Example 2

EXAMPLE 2 Identification of Outliers

Consider two datasets:

Table 6.3 gives the results of an 8-year-old competitive swimmer’s first 14 races of the 50-yard butterfly. (The time for race 10 did not get recorded and hence is missing here.)
Table 6.4 shows reading and IQ test scores for a group of fifth-grade students.

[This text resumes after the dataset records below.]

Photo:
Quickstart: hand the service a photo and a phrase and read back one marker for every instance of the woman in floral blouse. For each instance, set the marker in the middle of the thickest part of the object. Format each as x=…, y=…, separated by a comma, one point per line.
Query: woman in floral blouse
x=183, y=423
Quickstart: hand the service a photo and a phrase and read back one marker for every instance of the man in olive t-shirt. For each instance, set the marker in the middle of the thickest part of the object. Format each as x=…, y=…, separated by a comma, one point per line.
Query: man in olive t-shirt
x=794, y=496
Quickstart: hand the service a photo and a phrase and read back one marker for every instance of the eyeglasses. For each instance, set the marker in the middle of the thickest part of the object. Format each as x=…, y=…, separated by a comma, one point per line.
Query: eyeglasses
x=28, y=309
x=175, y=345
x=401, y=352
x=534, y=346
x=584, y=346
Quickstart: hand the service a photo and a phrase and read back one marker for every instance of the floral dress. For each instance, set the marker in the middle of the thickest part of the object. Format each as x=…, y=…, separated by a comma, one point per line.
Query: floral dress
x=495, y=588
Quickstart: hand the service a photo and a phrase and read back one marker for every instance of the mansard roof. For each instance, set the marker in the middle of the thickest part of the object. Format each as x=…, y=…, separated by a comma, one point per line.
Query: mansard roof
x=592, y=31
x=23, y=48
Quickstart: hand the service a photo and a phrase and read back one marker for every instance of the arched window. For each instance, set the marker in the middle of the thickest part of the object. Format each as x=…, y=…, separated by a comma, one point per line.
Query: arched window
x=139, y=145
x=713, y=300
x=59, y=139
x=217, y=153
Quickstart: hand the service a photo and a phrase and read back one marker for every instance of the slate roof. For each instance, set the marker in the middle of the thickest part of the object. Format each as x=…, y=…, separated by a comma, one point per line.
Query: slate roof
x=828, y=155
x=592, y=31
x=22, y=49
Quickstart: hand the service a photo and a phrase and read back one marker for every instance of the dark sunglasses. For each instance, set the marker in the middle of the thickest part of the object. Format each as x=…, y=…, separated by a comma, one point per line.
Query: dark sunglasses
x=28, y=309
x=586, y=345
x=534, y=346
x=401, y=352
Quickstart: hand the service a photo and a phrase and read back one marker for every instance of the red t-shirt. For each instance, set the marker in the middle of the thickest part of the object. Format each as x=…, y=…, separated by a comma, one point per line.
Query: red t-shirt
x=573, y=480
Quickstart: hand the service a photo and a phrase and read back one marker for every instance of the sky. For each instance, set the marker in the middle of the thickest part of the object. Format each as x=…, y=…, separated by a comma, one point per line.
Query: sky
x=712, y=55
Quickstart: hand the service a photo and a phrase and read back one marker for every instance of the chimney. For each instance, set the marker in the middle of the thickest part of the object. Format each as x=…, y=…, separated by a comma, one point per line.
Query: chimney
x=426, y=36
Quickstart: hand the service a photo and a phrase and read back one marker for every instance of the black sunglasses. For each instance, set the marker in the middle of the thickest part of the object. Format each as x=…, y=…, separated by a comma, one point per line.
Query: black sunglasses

Table 6.3: TABLE 6.3 A Swimmer’s 50-Yard Butterfly Times for Her First 14 Races

Race number	1	2	3	4	5	6	7
Time (seconds)	60.81	66.11	47.32	42.69	43.40	44.82	42.67
Race number	8	9	10	11	12	13	14
Time (seconds)	45.17	41.20	missing	42.47	41.74	40.40	42.90

Table 6.4: TABLE 6.4 Fifth-Grade Students’ IQ and Reading Test Scores

IQ test score	100	102	110	115	118	123	124
Reading test score	40	65	55	70	75	95	45
IQ test score	125	126	130	135	140	143	147
Reading test score	70	85	90	75	95	85	95

246

Scatterplots of these datasets appear in Figure 6.3 and Figure 6.4, respectively. Outliers have been circled. The scatterplot in Figure 6.3 shows two circled outliers—they are associated with the highest values of the response variable, time, and lowest values of the explanatory variable, race number. Whenever possible, look for explanations for the presence of outliers. In this case, the swimmer had just learned the butterfly, which explains why her times in the first two races (when she was worried about getting disqualified) were unusually slow.

Figure 6.3: Figure 6.3 Swimmer’s times for the 50-yard butterfly in consecutive races.

Figure 6.4: Figure 6.4 Scatterplot of reading test scores against IQ test scores.

The outlier circled in Figure 6.4 was flagged as an outlier by a statistical program. In this case, the outlier does not correspond to the minimum or maximum values of either the response or explanatory variables. Instead, the point (124, 45) indicates a reading test score that is low in comparison to the reading test scores of other students with IQ test scores close to 124. Without additional information about this student, we don’t have an explanation for the presence of this outlier.